Need your help in defining a dynamic schema with fields and datatypes from input metadata JSon file .Below is the JSon file
[
{
"trim": true,
"name": "id",
"nullable": true,
"id": null,
"position": 0,
"table": "employee",
"type": "integer",
"primaryKey": true
},
{
"trim": true,
"name": "salary",
"nullable": true,
"id": null,
"position": 1,
"table": "employee",
"type": "double",
"primaryKey": false
},
{
"trim": true,
"name": "dob",
"nullable": true,
"id": null,
"position": 2,
"table": "employee",
"type": "date",
"primaryKey": false
}
]
Found a useful link but all the fields are mapped to string data type . Programmatically generate the schema AND the data for a dataframe in Apache Spark
My requirement is bit different .I have an input CSV file without any header contents and therefore all column values are of string datatype.Similarly I have a JSON metadata file that contains the field name and corresponding data types.I want to define a schema that maps the field name with corresponding datatype from JSON to input CSV data.
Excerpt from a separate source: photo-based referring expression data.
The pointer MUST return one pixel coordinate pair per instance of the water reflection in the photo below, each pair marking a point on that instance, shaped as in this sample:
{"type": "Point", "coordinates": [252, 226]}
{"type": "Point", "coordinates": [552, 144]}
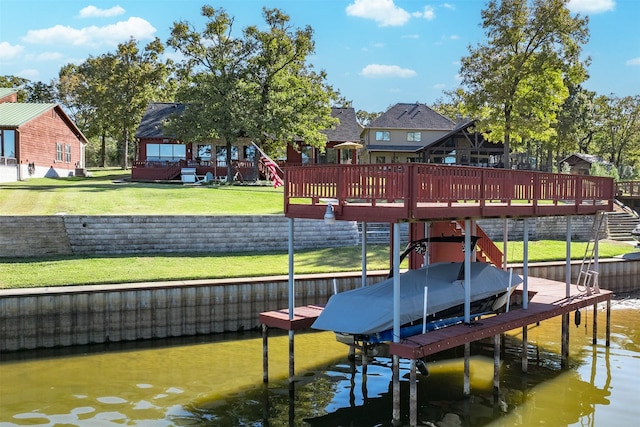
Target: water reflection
{"type": "Point", "coordinates": [216, 381]}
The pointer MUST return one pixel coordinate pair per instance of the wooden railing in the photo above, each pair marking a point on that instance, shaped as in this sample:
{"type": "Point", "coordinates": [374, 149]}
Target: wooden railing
{"type": "Point", "coordinates": [413, 186]}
For example :Below is the sample code I have written for mapping the column names from JSON file to input CSV data . But it doesn't convert or map the columns to the corresponding datatype .
val in_emp = spark.read.csv(in_source_data)
val in_meta_emp = spark.read.option("multiline","true").json(in_meta_data)
val in_cols = in_meta_emp.select("name","type").map(_.getString(0)).collect
val in_cols_map = in_emp.toDF(in_cols:_*)
in_emp.show
in_cols_map.show
in_cols_map.dtypes
Result :
Please click to see the result
3 :mapped Input datatypes
Array[(String, String)] = Array((id,StringType),
(salary,StringType), (dob,StringType))
Below code depicts the static way to define the schema but I am looking for dynamic way that picks the column and corresponding data type from JSON metadata file.
val schema = StructType (Array(
StructField("id",IntegerType,true ),
StructField("dob",DateType,true ),
StructField("salary",DoubleType,true )
))
val in_emp =
spark.read
.schema(schema)
.option("inferSchema","true")
.option("dateFormat", "yyyy.MM.dd")
.csv(in_source_data)